We remain committed to championing progress on universal health coverage so that everyone everywhere has access to the essential health services they need without risk of financial hardship, including following a TB diagnosis. We want to ensure that, in the TB high- level meeting and the declaration, countries recommit to tackling the stigma and discrimination faced by people with TB. The UK is providing £1 billion over the next three years to the Global Fund, which will help to save more than 1 million lives around the world and will tackle TB stigma and discrimination.
Of course, the covid-19 pandemic highlighted the importance of continued investment in infectious disease research and development, as well as public health capacity, such as surveillance laboratories. It showed the importance of existing public health infrastructure when responding and adapting to new infectious disease outbreaks, which will be another theme at that meeting.
On product development partnerships, currently we are planning the FCDO’s future investment in global health research. As part of that, we will renew our investment in that area, including in product development partnerships and other organisations. We expect to announce more details during the latter half of 2023. Of course, the UK continues to play a world-leading role in research and innovation to combat TB. We are a strong supporter of product development partnerships and a world leader in life sciences. We are keen to see a global increase in the funding for TB research, so we are encouraging those who can do more to do exactly that.

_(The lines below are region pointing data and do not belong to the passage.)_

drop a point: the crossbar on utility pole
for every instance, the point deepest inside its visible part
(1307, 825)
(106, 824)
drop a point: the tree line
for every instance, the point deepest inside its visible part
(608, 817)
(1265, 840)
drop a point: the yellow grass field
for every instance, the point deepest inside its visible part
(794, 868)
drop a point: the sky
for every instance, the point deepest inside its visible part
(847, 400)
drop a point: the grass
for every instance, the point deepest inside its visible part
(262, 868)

The hon. Member for Ealing, Southall asked about Bedaquiline. The UK supports work to develop new treatments for TB and improve global access to them. Our funding for the TB Alliance supported the development of a new drug regime that includes Bedaquiline for treating drug-resistant TB. We will lay the foundations for ambitious outcomes at next year’s high-level meeting on antimicrobial resistance.

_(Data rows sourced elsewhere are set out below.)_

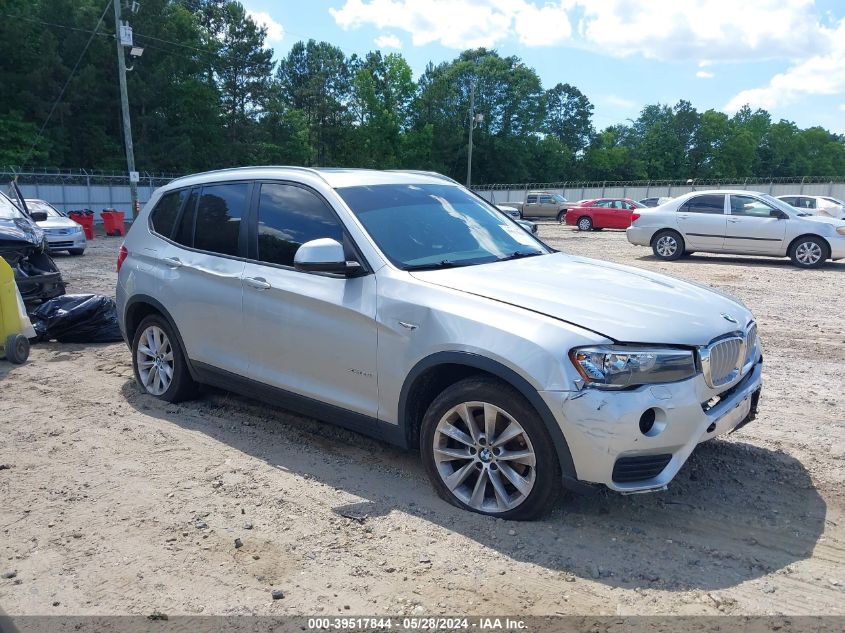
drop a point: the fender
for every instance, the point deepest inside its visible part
(509, 376)
(163, 311)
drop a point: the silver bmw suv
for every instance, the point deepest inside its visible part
(403, 306)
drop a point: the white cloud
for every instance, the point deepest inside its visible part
(388, 41)
(461, 24)
(822, 74)
(702, 29)
(275, 31)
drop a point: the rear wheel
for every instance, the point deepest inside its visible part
(585, 224)
(486, 450)
(808, 252)
(668, 245)
(159, 362)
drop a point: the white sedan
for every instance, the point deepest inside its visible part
(741, 223)
(817, 205)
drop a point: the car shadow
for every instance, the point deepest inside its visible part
(735, 511)
(737, 260)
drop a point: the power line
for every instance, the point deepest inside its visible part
(67, 83)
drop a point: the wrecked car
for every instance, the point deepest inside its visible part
(23, 246)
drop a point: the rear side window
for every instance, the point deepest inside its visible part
(163, 217)
(710, 203)
(219, 212)
(289, 216)
(185, 230)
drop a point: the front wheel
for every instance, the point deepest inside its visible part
(585, 224)
(159, 363)
(668, 245)
(486, 450)
(808, 252)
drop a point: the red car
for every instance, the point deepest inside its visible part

The three high-level meetings in September are a hugely important opportunity to maintain momentum on global health following the covid-19 pandemic and at this critical juncture for the sustainable development goals. We will push for the meeting on universal health coverage, to revitalise a national political commitment to delivering that goal. We will focus on ensuring that the meeting on preventing and responding to pandemics drives strong engagement and outcomes, particularly towards the negotiation of a legally binding international instrument in Geneva.
We will use the meeting as an opportunity to reignite the political commitment to get us back on track towards ending tuberculosis, backed by targets and mechanisms for accountability. In all of these meetings, we will place a clear emphasis on strengthening health systems, which is vital to achieving our aims.